名前: cross2M ¦ 00:43, Wednesday, May 16, 2007 ×


   -4   0  +4
文章;■■■■■■□□□(+1)…a
構成;■■■■■■■□□(+2)…b
怪異;■■■■■■■□□(+2)…c
恐怖;■■■■■■□□□(+1)…d
嗜好;■■■■■■■□□(+2)…e
※(a+b+c+d+e)/5…総合点(小数点以下第1位四捨五入)

 ひとつひとつの怪異はさほど恐怖を伴うものではないのだが、その些細な怪異が積み重なることでこの借家の異常性を大きく強いものにしている。
 足音と積み木に残された欠片、父親らしき人物の影など、明確な繋がりを持つ怪異がある一方で、盛り塩や録画テープなど全く不可解な怪異も抱えており、それがまた読み手の想像を掻き立てる。
 家電製品に影響を与える怪異は決して珍しくないが、具体的に電気料金を提示するのはなかなか面白いと思った。
 今大会においてよく似た文体の話が多数見受けられるので、おそらく大量投稿されている方の作品ではないかと思われるが、終盤になってもこれだけの怪異を提示できるとは、いや、なんかもう、本当にorz

名前: 空 ¦ 08:43, Friday, May 18, 2007 ×


とてつもなくオーソドックスな幽霊屋敷物として見てしまえばそれまで。
でも、とても小出しに怪異を披露してくれて、なかなかに盛り上げてくれる。何かいるけどなかなか正体を現してこないのは幽霊屋敷ものの定石ですが、グロや不条理ばかりがもてはやされる最中で、なかなか新鮮でした。
虐待、家族ものはダメ、盛り塩、落書き。
あとは自分で組み立ててという謎かけも小気味いいですね。唯一といえば「別に突然辞めなくても、まず会社と相談してから」とは思いましたが、まあ、細かい事ですのであんまし気にしないで下さい。
愉しめました。

名前: 矢内 倫吾 ¦ 19:55, Friday, May 25, 2007 ×


始めから終わりまで、よく書けていると思います。社宅扱いなのでしょうか。指摘があったように何もここに住まなくても良いと思うのですが。隣家の主婦に怒鳴り込まれたり、挙句、会社を辞めるなんて災難ですね。

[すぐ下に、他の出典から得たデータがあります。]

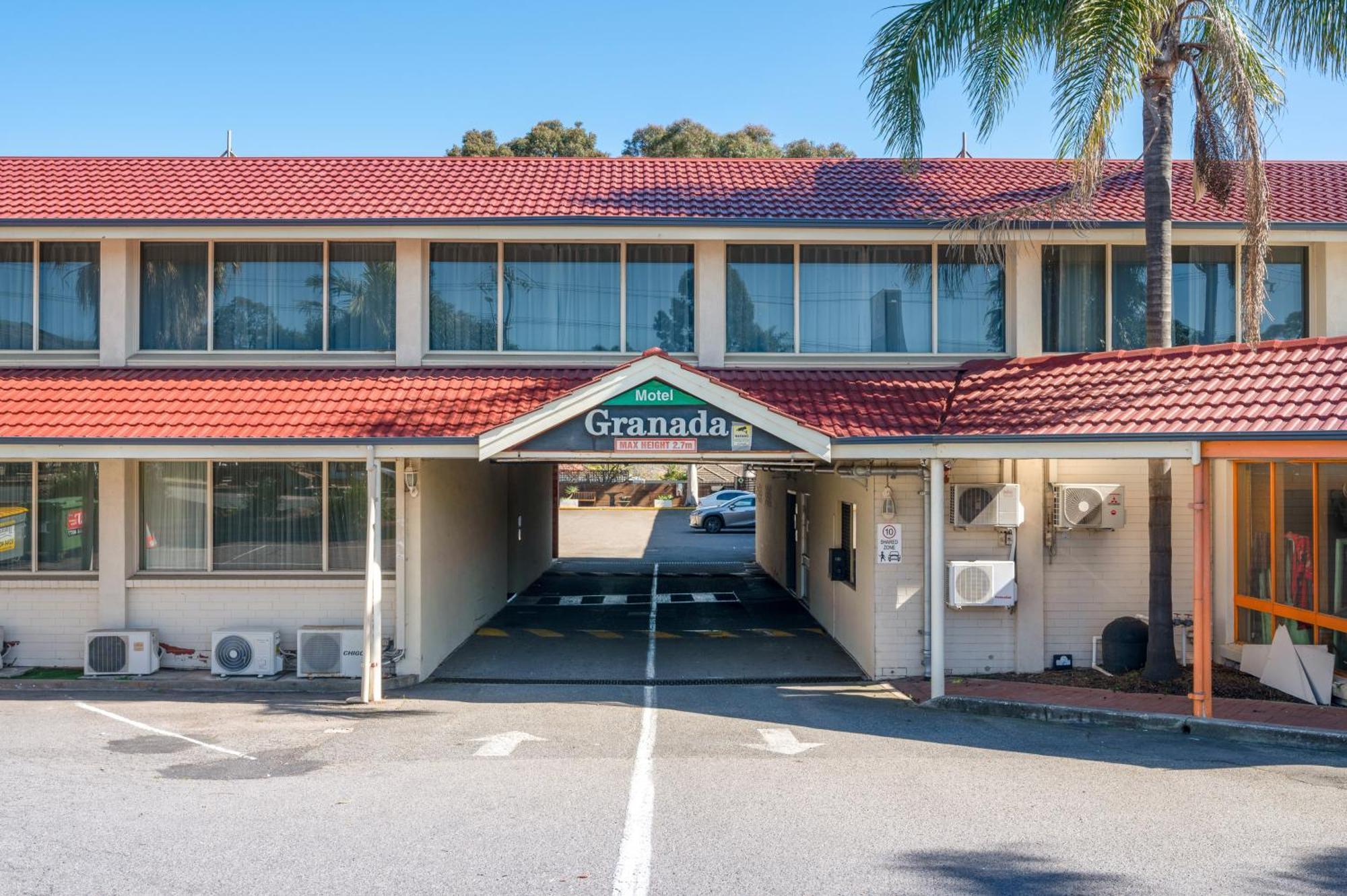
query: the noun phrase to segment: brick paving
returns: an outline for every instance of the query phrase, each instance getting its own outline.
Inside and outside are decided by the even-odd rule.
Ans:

名前: ペペ ¦ 06:25, Saturday, May 26, 2007 ×


じわじわと積み上げられてゆく類の恐怖。
些細でも、整合性がないことで恐怖感が増しますね。
出鱈目に散らばっているピースの中で、判別できるのが虐待のピース。
それ以外のつなげ方が難しい。
著者の力足らずも少しばかり感じます。

名前: 藪蔵人 ¦ 23:47, Saturday, May 26, 2007 ×


怪異が雑多に詰め込まれてはいるものの、各々がほどよく配置されているように感じた。
子供の落書きを題名に使うアイデアも良かったと思う。
男の意図が全くつかめず、しかも物的証拠を伴っている点は面白かった。
しかし、本当に今大会は霊障による退職者が多いな……。異動を申請したりはしないものなのだろうか。

名前: GPZ ¦ 23:10, Monday, May 28, 2007 ×


<ここに ゆうれい います>
・・結構おっっと思う展開になると思ったが、以外に空振りした気がした。
詳しく丁寧な文章だが、もう少し削れる部分は削ってもよかったかなと思います。
ちょっと長い・・

名前: 黒ムク ¦ 11:48, Tuesday, May 29, 2007 ×


少しずつ少しずつ積み重ねられていく違和感にぞくぞくしました。
オーソドックスながら、なかなかに怖いエピソードが満載です。
特に、タイトルにもなっている、たどたどしく書かれた落書きの怖いこと。幼い子供の死がまつわる不気味さをよく醸し出しています。最後に明かされる被虐待児というピースのはまった瞬間の悲しさやら気味の悪さやら。
解明されないまま残った謎もまた、いい塩梅の不条理度でした。